The demands of the recording industry have always been at odds with the creative instinct of all but the most commercial groups and individual writers. Original voices are always echoed commercially without a concommitant development of the possibilities of their ideas. And amid the clamor of imitators the original voice is forced to explore new ideas without sounding the depths of the others. This is why second albums are usually disappointments: they are too often tangential. The second Mamas and Papas album was disappointing for this reason. John Phillips has always seemed to have a great deal more to say than he has said, and his ideas have never gotten their full development. They do in this album. The songs are a further development, in style and feeling, of the earlier songs, though they have little in common with the earlier material except craftsmanship.

"Twelve Thirty," the last recording of the self-proclaimed "Golden Era," is included here, its more classical lines almost lost amid the vocal opulence that abounds. It's probably the best realized song the group has recorded, though John's "Safe in My Garden" has strong claim to that distinction. "Garden" is a beautiful thing, the clarity of the lyric and the Beardsleyian imagery of the refrain forming a tension with the effortlessly complex vocal textures. "Mansions" and "Too Late" are much the same thing, but the marvelously intricate vocal treatment of the latter rises above the easily forgotten lyrics.

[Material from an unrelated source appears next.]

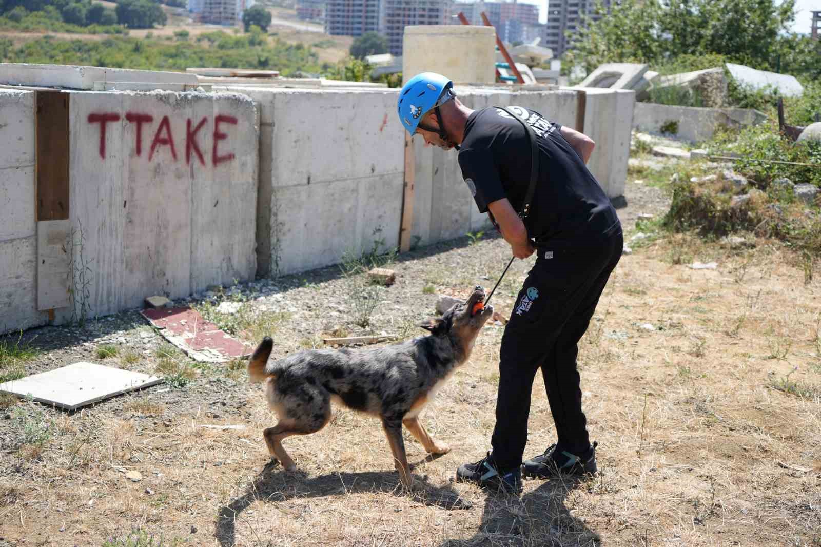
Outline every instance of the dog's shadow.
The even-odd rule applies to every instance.
[[[413,469],[424,462],[439,457],[429,455],[424,460],[410,465]],[[278,464],[268,462],[248,487],[245,495],[234,499],[219,510],[216,536],[222,547],[233,545],[236,540],[236,521],[255,501],[282,502],[299,498],[319,498],[358,492],[393,492],[406,495],[416,503],[433,505],[447,510],[469,509],[473,503],[461,498],[450,486],[433,486],[427,477],[420,480],[416,475],[416,488],[412,492],[404,490],[395,471],[365,471],[361,473],[329,473],[305,478],[303,471],[285,471]]]
[[[567,494],[582,484],[573,478],[547,480],[521,499],[488,491],[481,523],[474,536],[445,540],[438,547],[599,547],[599,535],[567,508]]]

This is also the problem with "Rooms" and Lou Adler and John's "Meditation Mama": the lyrics are not memorable. John and Denny's "For the Love of Ivy" is the title tune from the Sidney Poitier movie, and in that genre is competent and not much more. "Gemini Childe" is seriously marred by its lack of strong direction and its muddled conception. It is easily the album's weakest cut. "Midnight Voyage" is a delight. At its end is a brief reprise Cass gives a reading.

"Dream a Little Dream with Me" is Cass's obligatory solo. It's beautiful. But then what more can you say about someone you love?